Dalam panduan ini, kami akan menguraikan apa yang diukur oleh H-index, cara menghitungnya menggunakan Scopus, dan faktor-faktor apa saja yang dapat memengaruhi keakuratannya, sehingga Anda dapat dengan percaya diri melacak dan mengelola jejak penelitian Anda.
Apa itu H-index?
H-index mengukur kuantitas sekaligus dampak dari karya publikasi peneliti. Ini didefinisikan sebagai jumlah makalah (H) yang telah disitasi setidaknya sebanyak H kali.

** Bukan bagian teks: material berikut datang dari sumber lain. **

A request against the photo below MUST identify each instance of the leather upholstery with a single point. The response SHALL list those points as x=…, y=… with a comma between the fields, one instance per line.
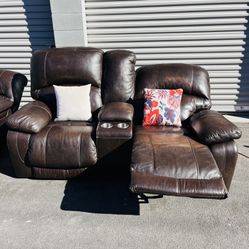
x=42, y=148
x=63, y=145
x=18, y=145
x=66, y=66
x=178, y=161
x=116, y=111
x=11, y=86
x=5, y=103
x=211, y=127
x=194, y=81
x=31, y=118
x=11, y=89
x=118, y=76
x=225, y=155
x=171, y=163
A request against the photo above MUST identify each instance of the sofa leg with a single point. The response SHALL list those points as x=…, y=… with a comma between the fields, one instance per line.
x=145, y=198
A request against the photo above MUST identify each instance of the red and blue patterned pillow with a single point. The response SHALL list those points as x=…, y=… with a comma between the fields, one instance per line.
x=162, y=107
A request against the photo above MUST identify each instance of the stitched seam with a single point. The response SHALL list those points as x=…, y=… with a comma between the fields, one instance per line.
x=192, y=77
x=153, y=153
x=45, y=66
x=0, y=84
x=18, y=153
x=225, y=160
x=44, y=110
x=46, y=138
x=80, y=150
x=196, y=162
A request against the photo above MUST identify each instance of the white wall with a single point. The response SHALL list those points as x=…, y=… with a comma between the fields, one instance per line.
x=25, y=26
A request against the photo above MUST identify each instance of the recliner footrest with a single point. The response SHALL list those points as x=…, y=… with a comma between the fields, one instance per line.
x=174, y=164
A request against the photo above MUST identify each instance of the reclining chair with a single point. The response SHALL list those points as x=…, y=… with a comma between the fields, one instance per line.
x=41, y=147
x=11, y=89
x=196, y=160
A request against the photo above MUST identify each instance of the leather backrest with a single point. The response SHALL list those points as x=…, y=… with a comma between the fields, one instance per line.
x=193, y=79
x=118, y=76
x=66, y=66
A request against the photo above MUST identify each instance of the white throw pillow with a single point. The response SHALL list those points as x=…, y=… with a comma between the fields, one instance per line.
x=73, y=103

Sebagai contoh, H-index sebesar 10 berarti peneliti tersebut memiliki 10 makalah, yang masing-masing telah disitasi sebanyak 10 kali atau lebih.
Berbeda dengan total sitasi, yang hanya mencerminkan volume, atau faktor dampak jurnal (journal impact factor), yang berfokus pada jangkauan jurnal, H-index berpusat pada pengaruh akademis yang konsisten di berbagai publikasi.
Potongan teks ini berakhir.